Dans ce lot de préoccupations, l’OCHA relève toutefois un « fait positif ». « Près de la moitié du personnel de la centrale nucléaire de Tchernobyl a pu effectuer une rotation et rentrer chez lui le 20 mars, après avoir travaillé sans interruption pendant près d’un mois après l’occupation présumée de la centrale par les troupes de la Fédération de Russie le 24 février ».

Avant la rotation du dimanche 20 mars, la même équipe de travail était sur le site depuis la veille de l’entrée des forces russes dans la zone, ce qui «mettait en péril» selon l’Agence internationale de l’énergie atomique (AIEA) l’un des «piliers» de la sécurité nucléaire, à savoir que le personnel puisse prendre des décisions sans pression indue».

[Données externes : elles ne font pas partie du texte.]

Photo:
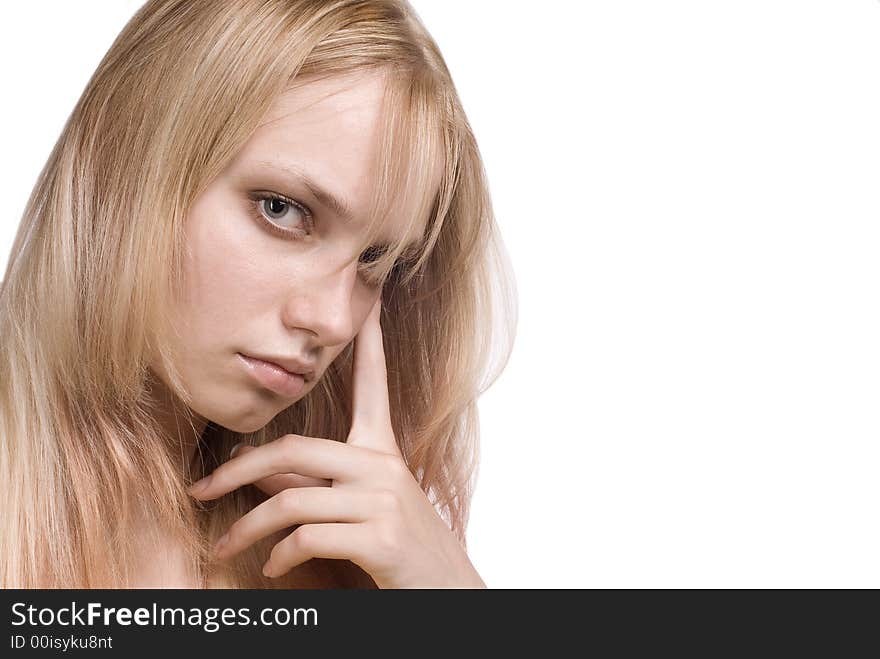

A noter que l’AIEA ne reçoit toujours pas de transmission de données à distance de ses systèmes de surveillance à Tchernobyl, mais ces données lui sont transférées depuis les autres centrales nucléaires d’Ukraine. Cette agence de l’ONU basée à Vienne a proposé d’intervenir sur place pour garantir la sécurité des installations nucléaires en Ukraine et dit «poursuivre les consultations» en ce sens.